We grow corn and feed it to cattle, pigs, chickens and fish. We grow wheat and do the same. If we stopped doing this researchers tell us we could increase human caloric intake globally by 70%. This research comes from the University of Minnesota and is led by Emily Cassidy, an environmental scientist.

“We essentially have uncovered an astoundingly abundant supply of food for a hungry world, hidden in plain sight in the farmlands we already cultivate,” says Cassidy. According to her, “36% of the calories produced by the world’s crops are being used for animal feed, and only 12% of those feed calories ultimately contribute to the human diet (as meat and other animal products).
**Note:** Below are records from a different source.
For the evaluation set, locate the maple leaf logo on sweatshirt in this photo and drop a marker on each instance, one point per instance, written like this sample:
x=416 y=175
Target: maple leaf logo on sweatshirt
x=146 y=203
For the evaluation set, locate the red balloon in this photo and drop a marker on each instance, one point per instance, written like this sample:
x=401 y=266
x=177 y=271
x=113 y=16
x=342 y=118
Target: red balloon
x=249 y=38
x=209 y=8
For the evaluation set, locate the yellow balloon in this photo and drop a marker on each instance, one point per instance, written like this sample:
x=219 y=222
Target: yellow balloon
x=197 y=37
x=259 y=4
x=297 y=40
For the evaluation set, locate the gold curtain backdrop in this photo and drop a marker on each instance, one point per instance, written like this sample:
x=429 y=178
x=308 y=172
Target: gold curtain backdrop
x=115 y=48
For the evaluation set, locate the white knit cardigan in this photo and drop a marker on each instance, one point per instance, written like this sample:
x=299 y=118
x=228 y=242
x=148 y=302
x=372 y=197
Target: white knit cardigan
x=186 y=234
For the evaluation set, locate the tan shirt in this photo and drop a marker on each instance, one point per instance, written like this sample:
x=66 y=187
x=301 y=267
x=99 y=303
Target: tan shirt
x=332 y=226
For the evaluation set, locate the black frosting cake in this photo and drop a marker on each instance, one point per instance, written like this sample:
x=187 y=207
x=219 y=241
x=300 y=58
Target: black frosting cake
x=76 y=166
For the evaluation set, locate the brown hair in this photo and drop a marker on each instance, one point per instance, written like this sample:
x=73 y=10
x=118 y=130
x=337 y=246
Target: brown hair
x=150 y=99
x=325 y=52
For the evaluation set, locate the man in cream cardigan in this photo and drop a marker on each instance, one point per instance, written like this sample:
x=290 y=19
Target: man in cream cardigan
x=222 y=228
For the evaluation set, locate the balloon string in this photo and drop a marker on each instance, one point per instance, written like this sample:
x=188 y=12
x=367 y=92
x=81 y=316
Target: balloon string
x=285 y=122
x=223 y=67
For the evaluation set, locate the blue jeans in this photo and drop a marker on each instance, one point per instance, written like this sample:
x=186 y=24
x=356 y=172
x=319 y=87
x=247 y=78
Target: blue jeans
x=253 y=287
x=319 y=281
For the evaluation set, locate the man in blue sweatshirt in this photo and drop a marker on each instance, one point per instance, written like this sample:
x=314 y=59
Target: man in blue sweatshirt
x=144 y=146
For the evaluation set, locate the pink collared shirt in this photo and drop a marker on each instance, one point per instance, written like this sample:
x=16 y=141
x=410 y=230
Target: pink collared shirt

Additionally, human-edible calories used for biofuel production increased fourfold between the years 2000 and 2010, from 1% to 4%, representing a net reduction of available food globally.”

 

Calorie Delivery Fraction Map

The map above illustrates global distribution of calories delivered to the food system per calorie produced. For example in China 82% of rice calories are delivered to humans for consumption while 77% of the corn produced (China is second to the United States in corn) calories are fed to animals. In fact, 33% of China’s produced calories end up going for animal feed. Brazil shows a similar pattern although the allocation of where the calories go is different with more than half of the soybean crop going to animal feed and much of the sugarcane to biofuel.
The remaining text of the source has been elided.